Hello! This is my first post and didn't see an introduction section so I apologize if this is the wrong place to put this. I went to high school on Pensacola beach pier back in the late 70's. Shark fished with the old schoolers - Elmo Horine, the Stewart Brothers, Mike Cavalier, Richard Baggs, Paul and Eddie Harvey, John Hawkins, Mike Louie (just to drop a few names). Got married and went to an alternate universe for 30 years - now back and looking to re-kindle that old fire, sharkin' off the local beaches with the finest crazy people on the planet. 
Got a brand new 9/0 with 3/4 mile of 100 lb braid and am chomping at the bit to go shark fishing- but I have no yak yet. I'd be most humbly grateful to anyone who could stand some company on a beach trip during the week anywhere from fort pickens to perdido pass that can paddle a bait out - hell, I'll even do the paddling. I'll bring my own bait and maybe tell a story or two and I promise not to talk politics or religion or whine if it's a little cold or spend the night texting the old lady. If you're new to sharkin I know a little bit about it and can maybe give you a tip or two. Can't go on the weekends because that's when I work but monday through thursday I'm locked and loaded. Thanks in advance!:notworthy:


----------



## foreverfishing (Nov 30, 2012)

welcome sharknut to pff. im pretty new to shark fishing and so far have only been able to land small ones.(had two long fights but they got off) i got a yak and don't mind paddling. me and my buddy might possibly be out there wednesday the 20th. now were not any of those old timers and we got awhile before we will be, but the company wouldnt be minded.we'll be on pensacola beach. not sure exactly where but if you"re up to it i'll let you know. good luck.


----------



## Sharknut (Mar 18, 2013)

I'd love to go. Checked the weather and it's calling for a post front ne wind so it should be calm water and a little nipply but I don't mind the cool. Definitely up to it. Thanks!


----------



## foreverfishing (Nov 30, 2012)

ok cool. we"ll be at the parking lot just east of chicken bone beach. we'll probably get there around noon. due to school i have to leave by 4 am on thursday.


----------



## Sharknut (Mar 18, 2013)

Looking forward to it - I'll be in a dark blue ford windstar mini van. See you there!


----------



## foreverfishing (Nov 30, 2012)

gold chevy. my names matt.


----------



## Sharknut (Mar 18, 2013)

Glad to meet you Matt - my names Dave. I'm going to hit bob sikes tomorrow night - try and pick up a couple cownose rays. Was out there a few nights ago and they were all over the place.


----------



## foreverfishing (Nov 30, 2012)

ok. we saw them on the surf the other day and casted towards them but they would just check out the bait and swim off. good luck.


----------



## Sharknut (Mar 18, 2013)

They were eating like hungry hungry hippos to the point where it was bumming guys out so hopefully (if I don't get rained out) they'll still be there.

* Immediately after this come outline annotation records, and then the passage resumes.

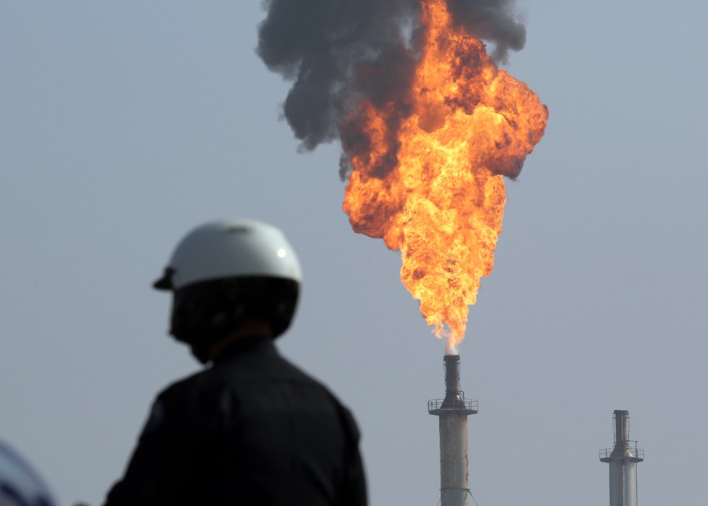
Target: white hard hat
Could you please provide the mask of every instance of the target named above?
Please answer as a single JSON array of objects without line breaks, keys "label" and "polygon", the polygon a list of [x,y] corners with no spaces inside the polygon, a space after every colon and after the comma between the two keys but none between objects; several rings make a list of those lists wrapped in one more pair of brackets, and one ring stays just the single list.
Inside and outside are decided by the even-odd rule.
[{"label": "white hard hat", "polygon": [[53,506],[44,482],[19,455],[0,442],[0,506]]},{"label": "white hard hat", "polygon": [[154,286],[178,290],[202,281],[251,276],[302,281],[297,255],[280,229],[254,219],[218,220],[182,239]]}]

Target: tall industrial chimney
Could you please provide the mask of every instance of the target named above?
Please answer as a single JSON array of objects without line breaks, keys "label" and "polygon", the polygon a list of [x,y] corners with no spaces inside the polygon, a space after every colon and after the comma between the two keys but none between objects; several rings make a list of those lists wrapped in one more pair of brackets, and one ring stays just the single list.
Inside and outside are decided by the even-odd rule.
[{"label": "tall industrial chimney", "polygon": [[610,464],[610,506],[636,506],[636,463],[644,451],[629,439],[629,413],[615,410],[615,447],[600,451],[600,461]]},{"label": "tall industrial chimney", "polygon": [[428,412],[438,417],[440,435],[440,506],[469,506],[467,415],[477,401],[459,389],[459,355],[445,355],[444,399],[428,401]]}]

If not there's always Joe Patti's. Thanks again and I'll see you wednesday


----------



## Sharknut (Mar 18, 2013)

On second thought, there's no better time than the present. I'm going to head out there now and see what I can pick up. I'll let you know.


----------



## AVIDfisherman (Jan 31, 2013)

Sharknut said:


> Glad to meet you Matt - my names Dave. I'm going to hit bob sikes tomorrow night - try and pick up a couple cownose rays. Was out there a few nights ago and they were all over the place.


Me and my buddy tried them for bait didnt really have any luck.


----------